"American Idol" Season 10 grand winner Scotty McCreery may never have been to the Philippines , but he knows the country he and the show's top 11 finalists will perform in for the first time on Sept. 20 and 21 at the Smart Araneta Coliseum is "really hot."
"My church choir already went there to sing," he explains.
Feedback from friends has made the 17-year-old high school student look forward to go to the Philippines as part of the American Idol Live Tour, which will have its lone Asian stop in Manila.
The young country singer may be on top of the world at 17. He may be mobbed, not only in his hometown but in Disney World. He may have earned a record-breaking 122.4 million votes in "American Idol." His first single, "I Love You This Big," may have hit the Top 20 in only seven weeks.
But success hasn't changed the boy next door who worked part-time in a grocery store.
"I don't think about success that much," he told Yahoo!
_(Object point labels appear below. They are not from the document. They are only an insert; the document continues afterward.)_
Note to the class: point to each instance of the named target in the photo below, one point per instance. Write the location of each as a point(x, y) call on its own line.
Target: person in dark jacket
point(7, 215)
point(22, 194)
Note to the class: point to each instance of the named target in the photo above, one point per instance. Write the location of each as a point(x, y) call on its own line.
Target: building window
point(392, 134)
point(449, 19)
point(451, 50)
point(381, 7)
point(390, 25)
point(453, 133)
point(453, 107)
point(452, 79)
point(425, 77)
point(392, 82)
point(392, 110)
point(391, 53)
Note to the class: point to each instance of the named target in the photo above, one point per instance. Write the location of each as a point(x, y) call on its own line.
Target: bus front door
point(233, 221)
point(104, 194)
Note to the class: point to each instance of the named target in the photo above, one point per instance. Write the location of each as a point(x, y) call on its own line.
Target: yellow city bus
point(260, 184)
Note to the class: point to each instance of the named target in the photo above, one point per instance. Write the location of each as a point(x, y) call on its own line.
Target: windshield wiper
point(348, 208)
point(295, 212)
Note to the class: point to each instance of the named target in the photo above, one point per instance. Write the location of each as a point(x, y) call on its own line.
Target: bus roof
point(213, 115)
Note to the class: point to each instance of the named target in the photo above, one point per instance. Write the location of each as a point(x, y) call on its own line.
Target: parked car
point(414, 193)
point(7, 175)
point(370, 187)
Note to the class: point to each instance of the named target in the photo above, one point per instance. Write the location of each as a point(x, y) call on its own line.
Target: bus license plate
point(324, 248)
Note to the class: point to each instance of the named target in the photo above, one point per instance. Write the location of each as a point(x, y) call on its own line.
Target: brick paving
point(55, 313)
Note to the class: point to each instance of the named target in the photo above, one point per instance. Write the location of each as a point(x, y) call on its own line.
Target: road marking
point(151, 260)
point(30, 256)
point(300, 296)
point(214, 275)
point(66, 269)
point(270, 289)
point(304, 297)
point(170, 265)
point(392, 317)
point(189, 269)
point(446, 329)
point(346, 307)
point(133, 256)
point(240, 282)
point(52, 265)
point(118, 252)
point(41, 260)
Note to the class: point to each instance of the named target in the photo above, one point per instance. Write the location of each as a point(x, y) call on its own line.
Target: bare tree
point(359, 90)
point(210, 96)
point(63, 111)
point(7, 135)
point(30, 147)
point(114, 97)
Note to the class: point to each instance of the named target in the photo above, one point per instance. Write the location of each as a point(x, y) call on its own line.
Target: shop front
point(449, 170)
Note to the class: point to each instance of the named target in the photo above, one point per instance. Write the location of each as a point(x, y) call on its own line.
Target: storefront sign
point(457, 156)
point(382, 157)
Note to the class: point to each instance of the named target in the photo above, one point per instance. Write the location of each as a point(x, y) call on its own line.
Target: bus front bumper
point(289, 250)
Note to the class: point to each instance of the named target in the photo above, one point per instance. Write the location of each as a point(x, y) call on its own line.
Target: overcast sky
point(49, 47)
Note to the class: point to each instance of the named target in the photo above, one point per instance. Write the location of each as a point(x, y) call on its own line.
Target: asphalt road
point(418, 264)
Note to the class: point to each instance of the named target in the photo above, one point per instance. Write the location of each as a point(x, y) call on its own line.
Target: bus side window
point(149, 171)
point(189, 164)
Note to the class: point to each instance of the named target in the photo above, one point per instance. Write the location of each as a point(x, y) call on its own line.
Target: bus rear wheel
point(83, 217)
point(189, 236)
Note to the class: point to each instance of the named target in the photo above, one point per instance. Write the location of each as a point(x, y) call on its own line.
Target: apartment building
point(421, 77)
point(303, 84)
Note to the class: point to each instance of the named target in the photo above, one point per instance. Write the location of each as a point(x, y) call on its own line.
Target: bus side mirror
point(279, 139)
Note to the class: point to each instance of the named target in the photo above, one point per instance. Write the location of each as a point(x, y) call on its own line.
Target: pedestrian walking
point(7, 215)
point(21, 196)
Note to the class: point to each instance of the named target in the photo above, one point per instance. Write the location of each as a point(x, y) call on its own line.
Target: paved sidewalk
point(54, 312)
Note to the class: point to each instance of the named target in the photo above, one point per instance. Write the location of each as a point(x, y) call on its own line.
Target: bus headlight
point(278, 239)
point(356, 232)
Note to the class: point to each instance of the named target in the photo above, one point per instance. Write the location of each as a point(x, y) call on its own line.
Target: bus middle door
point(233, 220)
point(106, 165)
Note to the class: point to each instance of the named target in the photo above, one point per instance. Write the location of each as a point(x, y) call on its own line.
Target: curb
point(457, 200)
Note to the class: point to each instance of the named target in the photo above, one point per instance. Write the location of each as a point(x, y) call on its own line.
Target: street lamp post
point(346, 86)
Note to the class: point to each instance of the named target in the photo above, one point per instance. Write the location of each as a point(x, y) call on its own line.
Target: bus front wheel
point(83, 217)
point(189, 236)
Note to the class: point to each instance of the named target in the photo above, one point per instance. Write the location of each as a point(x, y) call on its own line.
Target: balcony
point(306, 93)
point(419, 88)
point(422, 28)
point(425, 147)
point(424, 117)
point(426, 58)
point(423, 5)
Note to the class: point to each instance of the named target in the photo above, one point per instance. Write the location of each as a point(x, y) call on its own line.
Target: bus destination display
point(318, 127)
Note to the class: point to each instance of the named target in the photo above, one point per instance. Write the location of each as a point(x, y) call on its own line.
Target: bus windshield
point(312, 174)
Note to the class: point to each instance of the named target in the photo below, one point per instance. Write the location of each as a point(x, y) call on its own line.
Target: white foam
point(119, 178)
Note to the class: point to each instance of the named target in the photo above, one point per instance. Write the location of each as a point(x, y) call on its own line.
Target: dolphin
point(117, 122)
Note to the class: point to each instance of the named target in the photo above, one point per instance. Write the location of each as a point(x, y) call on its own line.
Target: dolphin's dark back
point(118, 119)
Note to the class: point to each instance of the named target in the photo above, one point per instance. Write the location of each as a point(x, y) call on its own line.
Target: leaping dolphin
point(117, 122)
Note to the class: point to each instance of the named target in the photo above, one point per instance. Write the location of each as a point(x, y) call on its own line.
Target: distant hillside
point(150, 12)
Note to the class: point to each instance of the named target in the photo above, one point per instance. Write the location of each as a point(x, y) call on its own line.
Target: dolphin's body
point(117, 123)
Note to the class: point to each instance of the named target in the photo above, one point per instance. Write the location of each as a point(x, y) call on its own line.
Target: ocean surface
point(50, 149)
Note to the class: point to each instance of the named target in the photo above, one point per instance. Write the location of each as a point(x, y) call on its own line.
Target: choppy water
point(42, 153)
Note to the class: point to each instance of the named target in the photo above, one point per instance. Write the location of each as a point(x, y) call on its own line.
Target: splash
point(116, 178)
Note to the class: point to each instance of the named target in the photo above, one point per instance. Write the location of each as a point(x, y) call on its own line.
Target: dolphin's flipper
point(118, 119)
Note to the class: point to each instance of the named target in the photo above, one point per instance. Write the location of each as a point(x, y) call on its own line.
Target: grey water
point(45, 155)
Philippines OMG! in an e-mail interview. "I don't go around thinking every day I am the `Idol' winner. I'm just Scotty."
Raised with a spiritual foundation
Filipinos will also be happy to find out that like them, Scotty got his strong spiritual foundation from home.
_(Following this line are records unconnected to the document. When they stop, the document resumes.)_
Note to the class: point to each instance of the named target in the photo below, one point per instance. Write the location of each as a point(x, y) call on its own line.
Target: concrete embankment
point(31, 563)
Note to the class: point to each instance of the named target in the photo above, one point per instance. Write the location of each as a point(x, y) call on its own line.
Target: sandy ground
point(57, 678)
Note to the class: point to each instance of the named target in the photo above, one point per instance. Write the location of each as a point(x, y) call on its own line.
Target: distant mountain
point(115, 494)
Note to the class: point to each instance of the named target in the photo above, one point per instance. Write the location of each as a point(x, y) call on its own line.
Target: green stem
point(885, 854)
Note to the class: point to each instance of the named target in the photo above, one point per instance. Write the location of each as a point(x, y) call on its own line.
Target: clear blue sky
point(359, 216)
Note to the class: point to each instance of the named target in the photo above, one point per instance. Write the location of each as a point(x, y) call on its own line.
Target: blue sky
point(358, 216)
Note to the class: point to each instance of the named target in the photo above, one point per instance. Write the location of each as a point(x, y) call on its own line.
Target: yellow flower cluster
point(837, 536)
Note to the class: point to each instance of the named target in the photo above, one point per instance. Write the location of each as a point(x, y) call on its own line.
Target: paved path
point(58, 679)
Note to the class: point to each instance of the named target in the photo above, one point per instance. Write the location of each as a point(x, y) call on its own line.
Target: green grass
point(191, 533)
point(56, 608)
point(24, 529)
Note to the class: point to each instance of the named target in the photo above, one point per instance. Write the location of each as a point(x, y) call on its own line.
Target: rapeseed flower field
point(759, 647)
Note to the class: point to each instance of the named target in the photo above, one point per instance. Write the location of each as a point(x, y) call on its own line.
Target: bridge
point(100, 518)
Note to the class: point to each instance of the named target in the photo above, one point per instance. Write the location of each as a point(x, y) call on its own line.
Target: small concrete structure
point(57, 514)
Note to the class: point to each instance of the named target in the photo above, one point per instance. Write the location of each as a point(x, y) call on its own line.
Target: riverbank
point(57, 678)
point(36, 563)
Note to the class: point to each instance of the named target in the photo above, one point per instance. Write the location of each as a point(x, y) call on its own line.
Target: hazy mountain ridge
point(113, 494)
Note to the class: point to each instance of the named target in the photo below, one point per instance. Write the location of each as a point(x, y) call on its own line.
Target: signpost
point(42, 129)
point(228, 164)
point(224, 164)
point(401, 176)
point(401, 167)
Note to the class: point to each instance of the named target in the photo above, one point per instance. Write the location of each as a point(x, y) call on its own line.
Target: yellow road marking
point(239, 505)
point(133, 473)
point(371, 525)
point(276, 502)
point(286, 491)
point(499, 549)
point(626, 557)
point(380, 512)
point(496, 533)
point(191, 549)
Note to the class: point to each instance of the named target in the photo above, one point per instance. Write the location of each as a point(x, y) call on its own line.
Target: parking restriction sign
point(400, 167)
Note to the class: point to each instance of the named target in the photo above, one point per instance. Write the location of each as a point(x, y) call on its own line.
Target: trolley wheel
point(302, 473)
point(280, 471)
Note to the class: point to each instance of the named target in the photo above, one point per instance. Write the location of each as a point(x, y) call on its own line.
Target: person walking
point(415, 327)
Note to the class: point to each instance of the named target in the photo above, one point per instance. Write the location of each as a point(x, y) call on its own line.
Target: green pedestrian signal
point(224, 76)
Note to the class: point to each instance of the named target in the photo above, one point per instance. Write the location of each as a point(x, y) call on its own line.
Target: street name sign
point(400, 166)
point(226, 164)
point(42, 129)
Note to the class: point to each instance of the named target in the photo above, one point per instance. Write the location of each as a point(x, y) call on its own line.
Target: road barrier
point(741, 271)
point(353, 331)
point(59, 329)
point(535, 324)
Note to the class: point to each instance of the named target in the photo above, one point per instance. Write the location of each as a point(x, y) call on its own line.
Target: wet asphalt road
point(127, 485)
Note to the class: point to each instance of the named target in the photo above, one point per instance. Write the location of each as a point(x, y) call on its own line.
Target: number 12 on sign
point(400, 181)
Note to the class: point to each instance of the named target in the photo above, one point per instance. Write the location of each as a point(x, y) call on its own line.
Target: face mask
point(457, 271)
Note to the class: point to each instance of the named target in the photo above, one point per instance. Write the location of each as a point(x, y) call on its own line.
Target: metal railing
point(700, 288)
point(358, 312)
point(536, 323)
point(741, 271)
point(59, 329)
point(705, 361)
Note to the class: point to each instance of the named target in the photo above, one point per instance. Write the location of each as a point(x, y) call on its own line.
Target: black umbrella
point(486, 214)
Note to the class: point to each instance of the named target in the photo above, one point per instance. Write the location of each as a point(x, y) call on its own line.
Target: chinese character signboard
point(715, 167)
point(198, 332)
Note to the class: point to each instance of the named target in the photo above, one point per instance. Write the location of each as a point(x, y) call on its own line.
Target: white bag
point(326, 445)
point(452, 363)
"I grew up believing in God and Jesus and reading the Bible," he relates.
Scotty's mother, Judy, sang in the church choir. So, it was easy for her talented son to follow her lead.
Staying in touch with his youth group from the First Baptist Church in Garner, North Carolina has also kept
Scotty's feet firmly planted on the ground.
"My closest friends are very spiritual also," he reveals. "We worship together in my church in Garner."
And so, while other successful people walk around with a chip on their shoulder, Scotty's faith reminds him to stay grounded.
"My faith got me through my 'AI' ('American Idol') journey," he goes on. "I pray a lot and read my Bible."
True to his faith
Being upfront about his faith demonstrates the kind of quiet confidence that won for him the "AI" crown and the distinction of being one of the youngest Idol winners. He has stayed true to himself — no airs, no pretensions.
He says in his official website, "The reason I made it this far is that I was real on television. I didn't try to be somebody I wasn't. What you see is what you get — Scotty on TV, Scotty off TV… I don't plan on changing. I don't think Hollywood or Nashville will get to me."
Fast forward to five years from now and Scotty sees himself still "pretty low-key but friendly." No fireworks, no blazing trumpets. Except of course, for that rich baritone steeped in country music, thanks to his mother who turned on the car radio while Scotty listened in the passenger seat beside her.
This, singing "The Muffin Man" at three to anyone who cared to listen, guitar lessons at 10 and church choir stints from elementary to high school laid the groundwork for Scotty's passion and lifetime career.
"I'll just keep on putting out good music," he replies when asked how he will sustain his success.
Sincere and eager to please
But Scotty will not impose his music on anybody, today, or five years from now.
"Five years from now," he muses, "I hope people still want to hear me. I hope I can do good things to make people happy with my music."
You can sense the sincerity, the eagerness to please. For Scotty, the audience is number one. His music is just a means to make this audience feel better, and perhaps, live better.
"I always remember where I came from," Scotty explains. "Other people got me here, I didn't do it on my own."
Thus, Scotty's message to "my Savior Jesus Christ," his fans and family: "I love you this big!"
No wonder Scotty is getting a lot of loving back as well.